Today's laptops have been segmented and compartmentalized
into two or three distinct categories. The largest notebooks typically weight
7+ pounds and come with huge 15" screens, multiple media drives and
insanely hot and power hungry Pentium processors. Depending on what you
get, a laptop of this class will typically work for three or
so hours on battery power alone, all the while barbecuing your legs with its' heat.
Should you be carrying around the computer for a long time you will know full
well that 7lbs eventually feels a lot heavier.
The full-size notebook may be powerful and well equipped for the occasional business
trip, but if you are lugging around 8 pounds of computer gear with you
everyday, you're either going to need a really good bag like the Waterfield
Cargo here
, or intelligently decide its
time to shed some of that weight for the bare essentials.
Now just to be clear,
I'm not about to tell you that full-size notebooks don't have a very useful place in the
world of computing - that would just be insane. Notebooks and subnotebooks exist in
harmony and each class is designed with specific uses in mind. Full-sized notebooks, while portable,
are best used at a desk. Subnotebooks are best for situations where the user
is always moving around, away from both desk and power plug.
Take for example our little silvery NEC UltraLite.

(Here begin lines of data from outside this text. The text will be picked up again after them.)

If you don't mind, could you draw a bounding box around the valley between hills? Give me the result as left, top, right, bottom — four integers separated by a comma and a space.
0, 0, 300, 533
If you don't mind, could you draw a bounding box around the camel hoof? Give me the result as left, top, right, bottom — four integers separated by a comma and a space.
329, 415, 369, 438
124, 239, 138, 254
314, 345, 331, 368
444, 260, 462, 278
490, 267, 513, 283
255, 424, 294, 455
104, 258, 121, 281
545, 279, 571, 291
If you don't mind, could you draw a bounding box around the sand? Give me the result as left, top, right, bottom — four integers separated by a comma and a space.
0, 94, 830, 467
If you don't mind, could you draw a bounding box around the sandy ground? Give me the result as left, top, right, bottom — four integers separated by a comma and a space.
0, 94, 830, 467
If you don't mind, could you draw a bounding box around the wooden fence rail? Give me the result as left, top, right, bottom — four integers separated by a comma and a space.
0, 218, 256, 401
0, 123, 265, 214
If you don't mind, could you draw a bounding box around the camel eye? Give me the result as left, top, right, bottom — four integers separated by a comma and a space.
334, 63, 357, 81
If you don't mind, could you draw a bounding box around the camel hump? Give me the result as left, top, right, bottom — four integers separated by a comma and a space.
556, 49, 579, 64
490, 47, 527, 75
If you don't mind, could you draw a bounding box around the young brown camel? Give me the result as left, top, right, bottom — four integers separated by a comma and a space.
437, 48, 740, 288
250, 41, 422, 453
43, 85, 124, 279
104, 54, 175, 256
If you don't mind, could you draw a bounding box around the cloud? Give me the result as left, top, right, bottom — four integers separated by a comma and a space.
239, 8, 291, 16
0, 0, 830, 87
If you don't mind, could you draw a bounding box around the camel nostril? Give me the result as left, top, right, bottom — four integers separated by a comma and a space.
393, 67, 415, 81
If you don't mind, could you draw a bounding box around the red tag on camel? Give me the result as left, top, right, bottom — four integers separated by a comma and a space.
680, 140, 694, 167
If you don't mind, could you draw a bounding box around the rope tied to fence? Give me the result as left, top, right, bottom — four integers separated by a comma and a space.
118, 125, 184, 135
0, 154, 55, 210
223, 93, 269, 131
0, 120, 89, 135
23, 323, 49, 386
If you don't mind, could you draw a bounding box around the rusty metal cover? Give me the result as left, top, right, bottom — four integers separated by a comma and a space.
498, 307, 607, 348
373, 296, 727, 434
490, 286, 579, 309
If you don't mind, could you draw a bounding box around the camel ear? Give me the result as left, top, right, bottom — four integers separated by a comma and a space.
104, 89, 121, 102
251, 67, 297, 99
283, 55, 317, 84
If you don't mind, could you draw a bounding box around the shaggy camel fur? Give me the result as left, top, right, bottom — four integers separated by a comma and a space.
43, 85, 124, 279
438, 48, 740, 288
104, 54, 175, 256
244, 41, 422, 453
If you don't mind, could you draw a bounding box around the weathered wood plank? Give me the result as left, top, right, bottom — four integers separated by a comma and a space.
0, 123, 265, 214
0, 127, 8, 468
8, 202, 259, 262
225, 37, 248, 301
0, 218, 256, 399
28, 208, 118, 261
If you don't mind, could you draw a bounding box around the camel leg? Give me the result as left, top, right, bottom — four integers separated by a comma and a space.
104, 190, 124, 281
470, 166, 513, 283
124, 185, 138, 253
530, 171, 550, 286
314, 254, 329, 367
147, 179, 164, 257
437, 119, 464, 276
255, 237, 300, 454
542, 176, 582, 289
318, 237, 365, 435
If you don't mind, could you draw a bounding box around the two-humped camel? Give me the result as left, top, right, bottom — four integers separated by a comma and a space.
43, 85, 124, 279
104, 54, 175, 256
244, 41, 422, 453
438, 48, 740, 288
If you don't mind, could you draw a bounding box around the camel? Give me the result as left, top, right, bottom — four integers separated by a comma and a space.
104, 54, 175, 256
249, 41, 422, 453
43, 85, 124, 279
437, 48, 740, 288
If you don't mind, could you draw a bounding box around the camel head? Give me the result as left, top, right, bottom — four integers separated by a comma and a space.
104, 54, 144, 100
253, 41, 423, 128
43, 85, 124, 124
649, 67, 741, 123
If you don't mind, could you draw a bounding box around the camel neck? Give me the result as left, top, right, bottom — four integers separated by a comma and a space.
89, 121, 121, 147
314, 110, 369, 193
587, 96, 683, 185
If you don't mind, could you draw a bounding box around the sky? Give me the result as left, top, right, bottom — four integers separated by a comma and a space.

Since it only weighs about 3lbs, and measures a scant 10.4" x 8.3" it is easily
held in one hand while the other is free to type. A full-size notebook
may have a 15" screen, but with its size and weight is damn near difficult
to hold in one hand and type on without being dropped to the floor.
Feel free to test this theory with your own notebook if you like.
Of course the pundits to the emerging
class of sub-notebooks will all bring up the driveless point, and in a way they
are right - a driveless notebook is not that useful when you're far from the
network and need to move some data to or form the hard drive. Lacking a floppy
or a CDROM the notebook looses a lot of its real world usefulness.
However what those legacy folk are missing is the real question.
That question being how often do transfer data to a floppy, or load up a
CD-ROM? More likely than not, if you're in the field you'll find yourself
working madly away on the keyboard with little need for the disc drives. [The
emphasis in that sentence is on WORKING , not watching DVD's,
or reinstalling Office XP on that 20 hour flight to Taipei.]
And therein lies the beauty of the sub-notebook formfactor. In its most essential configuration the notebook is
trimmed down to just a display, a keyboard, a hard drive, and a
few vital data ports. The end result is incredibly compact, lightweight, highly portable
and expandable. When drives are needed they can be added by simply connecting a
USB cable. When they aren't, you needn't lug around the extra weight.
Japanese consumers have flocked to the subnotebook formfactor,
and as a result there are many different notebooks available on the market
there. North American users are really only now starting to see the added versatility
and benefits of the subnotebook. Now this isn't to say that full-sized
notebooks are going the way of the dodo, as that is hardly true,
rather it is more akin to choosing the right tool for the
right job. And in that same sense, the Crusoe processor is inherently the better
processor for this formfactor. Its' light power requirements and low thermal outputs are optimal
for subnotebooks where the key features are lightweight and longer battery life.